L'islamisme est (enfin!) une idéologie, mais...


Islamisme: l’Institut Montaigne ouvre un œil (un seul)
Hakim El Karoui, auteur du rapport "La Fabrique de l'islamisme", publié par l'Institut Montaigne. ©Hannah Assouline

Dans une nouvelle étude rédigée par Hakim El Karoui, l’Institut Montaigne affirme clairement que le djihadisme est une idéologie et un projet politique. Malgré cet éclair de lucidité, ce texte néglige la dimension religieuse de l’islamisme et échoue donc à expliquer son succès.

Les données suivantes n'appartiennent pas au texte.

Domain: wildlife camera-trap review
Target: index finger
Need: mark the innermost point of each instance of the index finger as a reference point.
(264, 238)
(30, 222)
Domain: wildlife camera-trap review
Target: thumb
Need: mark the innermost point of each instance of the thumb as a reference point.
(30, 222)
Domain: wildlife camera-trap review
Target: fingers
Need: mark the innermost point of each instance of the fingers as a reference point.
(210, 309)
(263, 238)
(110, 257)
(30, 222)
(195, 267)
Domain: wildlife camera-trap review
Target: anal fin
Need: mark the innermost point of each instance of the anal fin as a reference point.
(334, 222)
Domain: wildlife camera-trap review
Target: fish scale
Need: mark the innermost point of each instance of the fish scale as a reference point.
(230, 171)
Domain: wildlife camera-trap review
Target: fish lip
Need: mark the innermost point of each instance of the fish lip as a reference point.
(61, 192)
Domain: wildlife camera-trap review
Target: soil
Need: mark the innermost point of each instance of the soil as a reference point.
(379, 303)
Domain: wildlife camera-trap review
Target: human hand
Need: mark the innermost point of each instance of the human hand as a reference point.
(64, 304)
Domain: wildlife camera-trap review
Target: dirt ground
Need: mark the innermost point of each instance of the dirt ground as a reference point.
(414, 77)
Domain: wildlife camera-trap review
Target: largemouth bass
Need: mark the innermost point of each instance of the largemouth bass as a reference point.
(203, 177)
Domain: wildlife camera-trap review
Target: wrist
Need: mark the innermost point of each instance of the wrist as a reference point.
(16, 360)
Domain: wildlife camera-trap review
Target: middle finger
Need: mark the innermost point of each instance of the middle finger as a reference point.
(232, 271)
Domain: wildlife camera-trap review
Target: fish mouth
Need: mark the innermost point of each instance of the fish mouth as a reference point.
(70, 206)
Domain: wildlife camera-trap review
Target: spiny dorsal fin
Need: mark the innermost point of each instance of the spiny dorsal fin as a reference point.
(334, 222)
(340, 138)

L’Institut Montaigne, déjà auteur en 2016 d’un rapport devenu une référence sur l’islam de France, vient de publier une nouvelle étude intitulée « la fabrique de l’islamisme ». Ce travail ambitieux, méthodique et fouillé ouvre des perspectives et apporte des propositions qui méritent qu’on s’y attarde.

« La fabrique de l’islamisme » a l’immense mérite de dire clairement que l’islamisme est une idéologie et un projet politique, et non pas, comme le prétend Olivier Roy, une simple forme de délinquance ou de révolte sociale (une « islamisation de la radicalité »), et, qu’en conséquence, la lutte contre son emprise doit être menée sur les fronts politique et idéologique, pas seulement sur le social et le sécuritaire.

L’islamisme n’est pas qu’une idéologie politique

Ce travail souffre cependant d’un défaut : il néglige largement la dimension religieuse et spirituelle du phénomène. Or, parlant le langage des mythes, des symboles, des rituels, les religions et les spiritualités s’adressent au plus intime et au plus profond de la psyché humaine, avec un fort potentiel de mobilisation des individus et des groupes. Ainsi, l’islamisme n’est pas seulement une idéologie politique. C’est un totalitarisme politico-religieux, une métaphysique, et celui qui l’ignore risque de passer à côté de ses caractéristiques les plus importantes.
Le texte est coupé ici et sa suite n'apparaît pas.